Aman’s past and current research focusses on architecting efficient reconfigurable acceleration substrates (or fabrics) for Deep Learning (DL). With Moore’s law slowing down, the requirements of resource-hungry applications like DL growing & changing rapidly, and climate change already knocking at our doors, this research theme has never been more relevant and important.
Aman has proposed changing the architecture of FPGAs to make them better DL accelerators. He proposed replacing a portion of the FPGA’s programmable logic area with new blocks called Tensor Slices, which are specialized for performing matrix operations like matrix-matrix multiplication and matrix-vector multiplication that are common in DL workloads. The FPGA industry has parallelly developed similar blocks like Intel AI Tensor Block and Achronix Machine Learning Processor.
In addition, Aman proposed adding compute capabilities to the on-chip memory blocks on FPGAs, so they can operate on data without having to move the data to compute units on the FPGA. He was the first to exploit the dual port nature of FPGA BRAMs to design these blocks instead of using technologies that significantly impact the circuitry of the RAM array and degrade its performance. He calls these new blocks CoMeFa RAMs. This work won the Best Paper Award at IEEE FCCM 2022.
Aman also led a team effort spanning three universities – UT Austin, University of Toronto, and University of New Brunswick – to develop an open-source DL benchmark suite called Koios. These benchmarks can be used to perform FPGA architecture and CAD research, and are integrated into VTR, which is the most popular open-source FPGA CAD flow.

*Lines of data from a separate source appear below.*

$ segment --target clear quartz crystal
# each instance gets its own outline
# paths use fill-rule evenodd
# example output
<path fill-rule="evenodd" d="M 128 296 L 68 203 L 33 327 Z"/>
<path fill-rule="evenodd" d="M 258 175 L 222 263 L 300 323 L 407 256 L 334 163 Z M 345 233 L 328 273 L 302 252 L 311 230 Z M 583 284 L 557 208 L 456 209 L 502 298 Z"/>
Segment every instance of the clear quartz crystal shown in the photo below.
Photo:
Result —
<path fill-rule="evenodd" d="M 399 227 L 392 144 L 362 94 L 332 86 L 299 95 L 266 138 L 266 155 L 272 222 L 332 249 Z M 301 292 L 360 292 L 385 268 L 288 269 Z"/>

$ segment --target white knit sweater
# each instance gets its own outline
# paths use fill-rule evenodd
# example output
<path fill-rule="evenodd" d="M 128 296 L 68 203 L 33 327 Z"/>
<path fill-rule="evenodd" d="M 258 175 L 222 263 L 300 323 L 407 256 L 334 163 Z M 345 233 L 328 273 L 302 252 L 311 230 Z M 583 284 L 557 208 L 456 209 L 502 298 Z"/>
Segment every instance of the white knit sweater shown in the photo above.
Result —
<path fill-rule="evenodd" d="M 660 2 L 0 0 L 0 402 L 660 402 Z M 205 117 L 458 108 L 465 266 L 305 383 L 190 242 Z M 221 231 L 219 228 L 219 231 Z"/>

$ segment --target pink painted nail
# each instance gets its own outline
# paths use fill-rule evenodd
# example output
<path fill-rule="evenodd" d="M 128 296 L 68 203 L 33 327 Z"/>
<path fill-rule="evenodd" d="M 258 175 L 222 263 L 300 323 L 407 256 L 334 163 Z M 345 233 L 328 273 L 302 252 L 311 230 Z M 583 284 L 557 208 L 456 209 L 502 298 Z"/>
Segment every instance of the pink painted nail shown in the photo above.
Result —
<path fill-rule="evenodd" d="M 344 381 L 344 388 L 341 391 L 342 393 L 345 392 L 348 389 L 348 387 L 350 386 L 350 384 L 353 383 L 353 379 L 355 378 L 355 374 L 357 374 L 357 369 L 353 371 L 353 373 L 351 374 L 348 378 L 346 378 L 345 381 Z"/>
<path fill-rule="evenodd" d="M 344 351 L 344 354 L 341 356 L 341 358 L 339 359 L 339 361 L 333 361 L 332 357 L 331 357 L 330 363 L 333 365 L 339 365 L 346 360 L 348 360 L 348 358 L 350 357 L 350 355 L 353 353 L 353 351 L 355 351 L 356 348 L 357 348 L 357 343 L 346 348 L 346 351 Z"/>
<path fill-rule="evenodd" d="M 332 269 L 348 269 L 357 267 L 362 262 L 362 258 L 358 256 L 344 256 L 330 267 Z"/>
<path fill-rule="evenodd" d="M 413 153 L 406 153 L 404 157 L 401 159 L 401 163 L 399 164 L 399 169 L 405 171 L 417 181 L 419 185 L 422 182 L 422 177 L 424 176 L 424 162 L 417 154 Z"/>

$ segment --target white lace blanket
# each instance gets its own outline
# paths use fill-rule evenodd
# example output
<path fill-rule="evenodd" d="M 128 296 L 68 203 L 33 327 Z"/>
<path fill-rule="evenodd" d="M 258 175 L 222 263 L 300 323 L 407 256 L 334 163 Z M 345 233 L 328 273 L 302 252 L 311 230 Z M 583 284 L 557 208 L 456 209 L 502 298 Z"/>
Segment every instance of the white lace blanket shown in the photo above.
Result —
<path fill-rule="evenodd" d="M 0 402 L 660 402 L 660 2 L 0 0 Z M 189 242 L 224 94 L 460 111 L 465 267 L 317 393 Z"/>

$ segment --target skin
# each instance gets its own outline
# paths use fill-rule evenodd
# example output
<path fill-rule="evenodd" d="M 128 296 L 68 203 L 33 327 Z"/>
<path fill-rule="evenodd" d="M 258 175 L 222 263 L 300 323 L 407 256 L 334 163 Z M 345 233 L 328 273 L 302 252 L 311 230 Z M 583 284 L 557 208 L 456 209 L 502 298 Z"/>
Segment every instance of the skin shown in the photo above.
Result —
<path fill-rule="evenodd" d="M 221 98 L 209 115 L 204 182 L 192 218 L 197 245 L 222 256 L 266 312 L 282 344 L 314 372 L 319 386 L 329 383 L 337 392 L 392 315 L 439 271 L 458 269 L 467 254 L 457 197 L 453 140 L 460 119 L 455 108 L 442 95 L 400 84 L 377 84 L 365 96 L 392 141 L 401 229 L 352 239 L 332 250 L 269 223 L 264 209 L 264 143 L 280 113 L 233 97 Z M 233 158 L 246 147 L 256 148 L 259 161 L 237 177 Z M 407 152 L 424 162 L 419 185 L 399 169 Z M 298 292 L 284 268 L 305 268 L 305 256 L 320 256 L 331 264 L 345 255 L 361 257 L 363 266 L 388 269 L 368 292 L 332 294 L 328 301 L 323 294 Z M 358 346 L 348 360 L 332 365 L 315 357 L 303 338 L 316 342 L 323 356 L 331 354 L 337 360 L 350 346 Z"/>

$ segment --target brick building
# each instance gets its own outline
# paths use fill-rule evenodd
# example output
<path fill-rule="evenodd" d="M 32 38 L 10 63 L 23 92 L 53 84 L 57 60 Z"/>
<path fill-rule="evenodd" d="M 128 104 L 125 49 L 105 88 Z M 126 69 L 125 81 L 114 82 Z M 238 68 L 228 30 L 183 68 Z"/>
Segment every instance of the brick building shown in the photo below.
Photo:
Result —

Other research projects Aman has worked on or is working on include: (1) developing a parallel reconfigurable spatial acceleration fabric consisting of PIM (Processing-In-Memory) blocks connected using an FPGA-like interconnect, (2) implementing efficient accelerators for Weightless Neural Networks (WNNs) on FPGAs, (3) enabling support for open-source tools in FPGA research tools like COFFE, and (4) using Machine Learning (ML) to perform cross-prediction of power consumption on FPGAs and developing an open-source dataset that can be widely used for such prediction problems.
Aman hopes to start and direct a research lab at a university soon. His future research will straddle the entire stack of computer engineering: programmability at the top, architecture exploration in the middle, and hardware design at the bottom. The research thrusts he plans to focus on are next-gen reconfigurable fabrics, ML and FPGA related tooling, enabling the creation of an FPGA app store, and sustainable acceleration.